Bram Stoker’s DraculaWell, you can never count me as one that doesn’t go against the grain. Bram Stoker’s Dracula is ranking at a whopping 85% over at Rotten Tomatoes. I, of course, managed to head in the opposite direction of the bulk of the critical consensus. It seems to be a delicious and unintentional trend lately, as my Bewitched review located below demonstrates. Honestly, Bram Stoker’s Dracula (if we can even attach Stoker’s name to it without cringing) is such a convoluted and bloated mess of a film that I can’t fathom how it received such positive reviews.

It should be noted that my wife is currently reading the book, so I had her pointing out the nuances of the film that were being grossly missed or grossly glossed over or just grossly fouled up. The problem arrives when a film attaches the name of the original author of the work to the film. It implies a certain sense of directorial license, as if Bram Stoker’s work is somehow going to be more accurately translated to the screen. When Peter Jackson did Lord of the Rings, the title cards never once read “JRR Tolkien’s Lord of the Rings”. But here was, specifically, Bram Stoker’s Dracula. So why, then, does this film deviate so drastically from the original piece?

Francis Ford Coppola, the master behind The Godfather films and the epic Apocalypse Now (not to mention The Conversation), directs this film with such a flair for the immense that you forget he was ever responsible for two or three of the best films in history. As the scenes unfold, it becomes unclear as to his directorial vision. Some scenes seem ripe for camp value, intentionally, while others seem prepped for grand scale mysticism and erotic horror. The film appears to walk a tightrope between being blissfully self-aware of its own overabundance of camp and being hopelessly unaware of its own consistent misfiring on almost all of the levels that could make a film like this worthwhile. Coppola’s directorial confusion is apparent in the climax of the film, as we are thrust into such an awkward series of events that any rise in the action becomes laughable.

In terms of performances, we end up with one masterful performance that saves the film from utter despair and a slew of other performances that so grossly miss the mark with their portrayals that one starts to long for John Carpenter’s Vampires by the time the credits roll. The masterful performance is, of course, Gary Oldman as Dracula. He brings a class and dignity to Dracula that is often lost in a ghastly script and some strange sequences that are totally unnecessary. Still, Oldman is obviously trying his best and it shows. He brings the character some form of continuity despite all of the bloated confusion around him. Winona Ryder is Mina Harker, a character that is so bland in the opening moments and so overdone with moaning and cleavage-grabbing “action” in the final sequences that it becomes frightening. She doesn’t capture a transformation insomuch as she captures the confusion of the whole ordeal. If that was her goal, bravo for pulling off the performance of the century. Then there’s Keanu Reeves…..yep, Keanu Reeves.

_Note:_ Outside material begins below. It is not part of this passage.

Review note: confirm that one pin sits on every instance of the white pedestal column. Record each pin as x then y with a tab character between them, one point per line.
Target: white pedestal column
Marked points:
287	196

The film elects to give Dracula a significant stake (pun intended) in the plot by giving him a backstory and constructing a new depth to his character while almost callously discarding any potential for depth through performance of the originally intended character. Part of the power of the character of Dracula lies in the mystery of the character, but that mystery is grossly and openly displayed like a magician revealing his trick to the audience before doing the trick. This is probably the most problematic deviation of Stoker’s work as it really only adds to the mess of the film and doesn’t really accomplish anything that couldn’t have been done better by electing to take a different course, ie. stick with the source material.

The whole Mina aspect of the film is delivered as a different path for the storyline to take, which in my opinion is also drastically convoluted and eerily arrogant in light of naming the film “Bram Stoker’s Dracula“. A lot of different “modern” depth is added to characters, too, as some are turned into erotic sexpots and others are turned into raving lunatics. Anthony Hopkins’ Van Helsing becomes all sorts of wrong in comparison to the character in the novel. I was hoping for more from that character, to be sure. The film’s obsession with Stoker’s lightly tread erotic elements also becomes paramount and likely drives the film’s success, but I found it to be schlocky and moronic. So be it.

Bram Stoker’s Dracula really doesn’t deserve the namesake because it does little to keep it. Coppola’s vision is often awkward and weird, always bloated and guided by problematic character changes and idiotic performances (save one) and so over-directed that it loses any and all primal focus. Instead, it’s a film that can’t make up its mind, doesn’t age well and feels silly in many moments. It is overacted and underacted, all at once, and scripted terribly. Only Gary Oldman saves this film from utter despair.